The Chrome choice was based on SPDY metrics IIRC. Which measured how
many connections over TLS were force to "just use HTTP/1.1" versus
allowed to use SPDY. That was done under conditions where *none* of the
middleware supported SPDY and TLS was able to supply a bypass.

Neither of those measurement conditions are true for HTTP/2. We major
middleware implementations authors participate in the WG and are
actively implementing HTTP/2 already. The growth of TLS interception
will undoubtedly have reduced TLS ability to bypass middleware.

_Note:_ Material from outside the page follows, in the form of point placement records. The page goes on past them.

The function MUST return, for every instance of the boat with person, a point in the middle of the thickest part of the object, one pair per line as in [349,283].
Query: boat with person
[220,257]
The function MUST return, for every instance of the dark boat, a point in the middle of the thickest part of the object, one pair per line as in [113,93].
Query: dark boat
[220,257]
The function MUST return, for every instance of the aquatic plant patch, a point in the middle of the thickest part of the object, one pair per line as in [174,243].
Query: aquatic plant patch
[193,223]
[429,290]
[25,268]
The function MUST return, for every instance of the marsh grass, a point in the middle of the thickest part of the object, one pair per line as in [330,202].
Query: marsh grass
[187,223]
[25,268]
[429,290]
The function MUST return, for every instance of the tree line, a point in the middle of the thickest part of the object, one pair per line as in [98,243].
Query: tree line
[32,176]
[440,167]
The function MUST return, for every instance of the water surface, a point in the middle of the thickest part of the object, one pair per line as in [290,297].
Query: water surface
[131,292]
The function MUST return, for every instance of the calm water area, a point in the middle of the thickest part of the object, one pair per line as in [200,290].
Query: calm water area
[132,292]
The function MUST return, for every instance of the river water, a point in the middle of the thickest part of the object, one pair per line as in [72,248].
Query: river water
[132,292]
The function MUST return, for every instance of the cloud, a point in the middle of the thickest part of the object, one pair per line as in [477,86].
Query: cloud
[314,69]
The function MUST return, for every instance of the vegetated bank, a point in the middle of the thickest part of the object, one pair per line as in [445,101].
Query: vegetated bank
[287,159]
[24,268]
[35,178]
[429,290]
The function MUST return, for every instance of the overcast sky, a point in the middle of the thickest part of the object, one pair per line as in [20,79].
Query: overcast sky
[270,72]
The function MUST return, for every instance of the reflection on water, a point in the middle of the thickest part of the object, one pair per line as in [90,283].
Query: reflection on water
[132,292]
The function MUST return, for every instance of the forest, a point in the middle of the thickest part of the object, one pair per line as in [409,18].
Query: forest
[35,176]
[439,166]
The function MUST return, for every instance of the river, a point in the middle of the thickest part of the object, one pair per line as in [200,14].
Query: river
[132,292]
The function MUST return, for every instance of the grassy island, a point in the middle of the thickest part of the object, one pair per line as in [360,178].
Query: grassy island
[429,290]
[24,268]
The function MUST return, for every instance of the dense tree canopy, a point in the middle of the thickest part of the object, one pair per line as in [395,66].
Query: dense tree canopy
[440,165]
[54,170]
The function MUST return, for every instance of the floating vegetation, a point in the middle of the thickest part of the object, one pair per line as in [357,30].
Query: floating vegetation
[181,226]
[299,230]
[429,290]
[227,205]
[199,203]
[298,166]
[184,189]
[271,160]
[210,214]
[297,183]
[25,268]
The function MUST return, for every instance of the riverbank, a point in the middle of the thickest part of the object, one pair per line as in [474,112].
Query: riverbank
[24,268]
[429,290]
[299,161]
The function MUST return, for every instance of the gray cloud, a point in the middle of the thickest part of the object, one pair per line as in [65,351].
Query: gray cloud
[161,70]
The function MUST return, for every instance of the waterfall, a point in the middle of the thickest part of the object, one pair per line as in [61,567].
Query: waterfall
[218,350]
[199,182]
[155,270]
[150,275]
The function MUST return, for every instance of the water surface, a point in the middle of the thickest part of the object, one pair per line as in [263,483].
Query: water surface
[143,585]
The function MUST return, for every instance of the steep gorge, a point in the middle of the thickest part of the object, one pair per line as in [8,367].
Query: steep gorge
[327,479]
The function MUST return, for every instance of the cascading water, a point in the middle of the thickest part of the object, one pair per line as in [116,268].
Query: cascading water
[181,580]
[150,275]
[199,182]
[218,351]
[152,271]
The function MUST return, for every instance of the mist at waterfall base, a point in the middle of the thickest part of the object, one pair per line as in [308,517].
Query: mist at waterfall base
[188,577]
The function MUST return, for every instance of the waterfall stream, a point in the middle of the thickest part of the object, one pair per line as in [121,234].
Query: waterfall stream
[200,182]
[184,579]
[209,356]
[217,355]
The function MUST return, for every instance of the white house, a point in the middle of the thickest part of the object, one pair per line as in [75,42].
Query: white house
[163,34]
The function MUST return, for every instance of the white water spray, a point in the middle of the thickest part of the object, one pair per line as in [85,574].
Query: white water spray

The middlware argument for TLS is a red herring.


> This is
> mostly because of intermediaries that believe they understand HTTP,
> but don't do it very well (HAProxy is a good example I can think off
> of the top of my head). These intermediaries are usually transparent
> to HTTP/1.1 users, but they will likely break HTTP/2 traffic over port
> 80.

Those of us participating in the WG have already ensured that our
software, even legacy installs, interoperates properly with HTTP/2 to
trigger HTTP/1.1 fallback cleanly during the transition. The HTTP/2
protocol is also a lot more strict syntactically so many mistakes and
problems are simply no longer possible once the software is upgraded.


> Chrome and Firefox are therefore acting in the interest of both
> users and operators when they forbid this kind of traffic. They're
> saving your users from thinking your website is broken because their
> ISP deployed some terrible intermediate 'service' that mangles HTTP/2
> (consider Comcast's injection of HTTP headers, for example).

Injection of headers is compliant with HTTP (both versions).

One can as easily point at the many millions of users forced to endure
horrible network lag issues and sometimes outright DoS when Chrome
implemented SDCH encoding.


Dont kid yourself about browsers protecting either users or websites -
at least no more than they need to make gains in the browser wars. We
have a loooong laundry list of things they refuse to do that would
vastly improve end users privacy, security, and website efficiency.
Their focus IME is towards their own corporate goals (as one should expect).

> 
> At this point in time, my HTTP/2 implementation does not support
> plaintext HTTP/2. I will add support for it in the next few weeks, but
> I do not expect it to work in the vast majority of cases, and will be
> emitting warning logs to that effect.
> 

Are you emitting similar warnings for all HTTP/2-over-TLS failures?
 You will find a lot of middleware out there these days decrypting the
TLS and demanding HTTP/1 inside. The magic PRI prefix "request" works
the same regardless of TLS usage - as it was designed to.